Synthetic data for AI fills gaps in edge cases

Self-driving car developers safely explore extreme scenarios during autonomous vehicle training thanks to the rise of synthetic data for AI.
18 October 2022

Movie magic: computer generated images of automotive scenarios provide valuable synthetic data for AI. Image credit: Shutterstock

Deep learning has pushed the capabilities of artificial intelligence to new levels, but there are still some kinks to straighten out. Particularly in safety-critical applications such as self-driving cars. If an artificial intelligence (AI) recommendation engine gets its predictions wrong and puts a strange advert in your browser window, you might raise an eyebrow. But no long-term damage would have been done. Things are very different of course when algorithms get behind the wheel and encounter something they’ve never seen before. Rare events, or edge cases, present a tricky problem for developers of autonomous vehicles. Fortunately, synthetic data for AI – based on lifelike simulations of real-world events – could help to fill in the gaps.

No pixels were harmed during filming

The ability to create computer-generated images that wow movie audiences can be repurposed. Instead of bringing aliens to life, digital tools can, for example, create a vast array of unlikely, but theoretically possible automotive scenarios. Such unexpected events could include a truck and trailer upended on the highway. And then this synthetic data for AI can be deployed to put autonomous driving systems safely to the test.

Engineering programs can be used too. Computers have become highly capable of running physical models to test building designs and the integrity of other mechanical structures. And this functionality can be applied to generate lifelike data for autonomous driving AI algorithms to ingest. Clustering tools can compare the synthetic data with information gathered from the real world to check that both sets are comparable.

Synthetic data for AI is helping autonomous vehicle developers to accelerate their training programs by allowing algorithms to road-test their abilities 24-7 in a purely digital environment. Examples include solutions such as NVIDIA’s Omniverse Replicator. The tool allows users to augment real-world environments with digitally rendered scenarios such as a layer of thick snow covering the road, obscuring street signs. Another illustration of its capabilities is to digitally simulate a child running into the road chasing after a ball.

Cost-benefit analysis

Developers could, of course, use crash test dummies and various props to achieve the same thing, but the time and expense of doing so are much inflated compared with deploying synthetic data. Plus, if things went wrong, you’d risk damaging the vehicle and its sensors, whereas in a simulated environment everything can be simply refreshed and rerun.

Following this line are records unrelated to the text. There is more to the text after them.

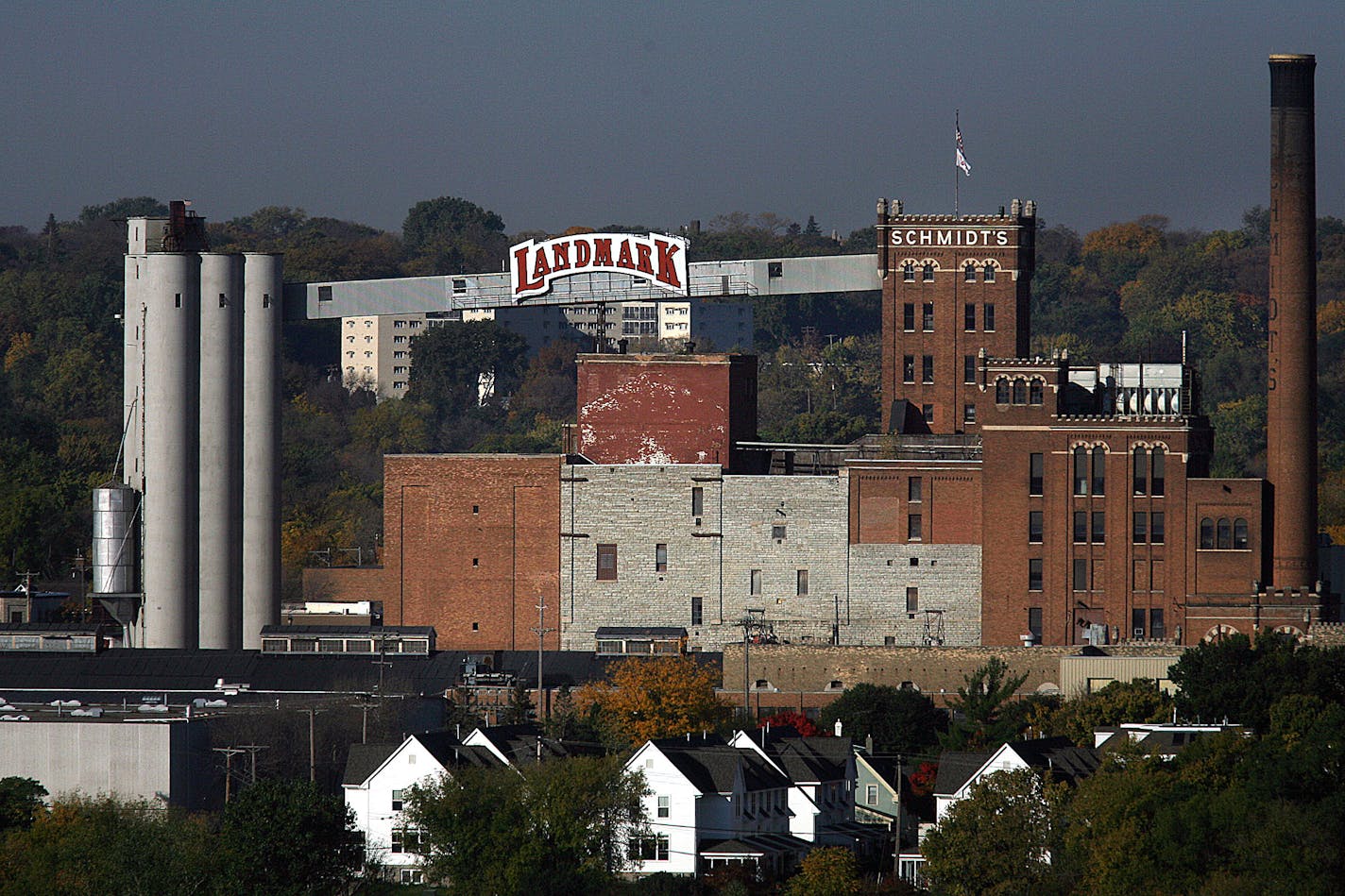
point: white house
(376, 785)
(709, 803)
(822, 785)
(960, 771)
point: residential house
(707, 804)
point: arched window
(1141, 470)
(1099, 471)
(1081, 471)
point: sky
(658, 113)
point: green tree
(998, 839)
(982, 716)
(830, 871)
(901, 720)
(21, 802)
(551, 828)
(284, 837)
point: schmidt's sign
(658, 259)
(948, 237)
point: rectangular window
(606, 563)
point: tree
(21, 802)
(552, 828)
(901, 720)
(287, 837)
(649, 699)
(831, 871)
(998, 839)
(982, 718)
(452, 236)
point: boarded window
(606, 563)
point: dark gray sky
(593, 113)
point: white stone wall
(862, 586)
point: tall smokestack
(1291, 338)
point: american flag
(962, 159)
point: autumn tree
(658, 697)
(996, 839)
(900, 720)
(982, 712)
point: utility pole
(229, 752)
(541, 636)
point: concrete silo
(261, 444)
(221, 449)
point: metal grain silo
(261, 444)
(221, 451)
(114, 550)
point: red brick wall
(666, 408)
(950, 341)
(471, 544)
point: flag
(962, 159)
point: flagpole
(957, 183)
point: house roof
(1057, 755)
(710, 766)
(364, 760)
(957, 769)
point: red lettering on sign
(602, 253)
(668, 271)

Firms such as Synthesis AI have shown how synthetic data can be used to test the effectiveness of driver safety monitoring systems. These tools work by tracking the driver’s face to identify signs of drowsiness or distraction. Output can be linked to advanced driver-assistance systems (ADAS) – for example, to prime pre-crash mechanisms if the safety monitoring alerts fail to trigger a response from the driver.

Naturally, developers wouldn’t ask a test driver to fall asleep at the wheel on purpose – as a vehicle speeds along the road – so that they could put a potential facial detection algorithm (and the mitigations that go with it) to the test. Instead, synthetic data can be deployed. Synthesis AI points out that even 5-10 seconds of sleep – defined as a ‘microsleep episode’ – can be sufficient to cause an accident, so driver safety monitoring systems need to be capable of responding quickly and accurately to triggers. Changes in steering patterns can be one sign that the driver is becoming drowsy. But, more recently, using vision systems capable of differentiating between blinking and sleeping has gained interest as warning signs could potentially be gathered sooner. Facial expressions too can reveal signs of drowsiness.

To help driver safety monitoring systems developers, Synthesis AI has built a service called FaceAPI. The tool allows users to create millions of unique 3D driver models with different facial expressions “FaceAPI is already able to produce a wide variety of emotions, including, of course, closed eyes and drowsiness,” write the creators. Expanding on the capabilities of the synthetic data-generating software, the model can also represent a driver looking down at their phone or turning to talk to a passenger rather than focus on the road ahead.

Head start

The availability of realistic synthetic data for AI can give firms a helping hand in entering markets where competitors may hold large datasets that would otherwise provide a high barrier to entry. Making it straightforward for start-ups to generate useful AI training sets based on synthetic data gives newer companies the capacity to quickly build momentum without needing to invest large amounts of capital.

Synthetic data goes beyond just recreating scenarios that would be problematic in the real-world. The concept gives AI developers much more scope to dig into new real-world areas where training data would ordinarily be expensive, time-consuming, or both, to collect at scale. Analyst firm Gartner is bullish on the growth of synthetic data for AI. The company forecasts that – over the next decade – synthetic data will become the main form of data used in AI.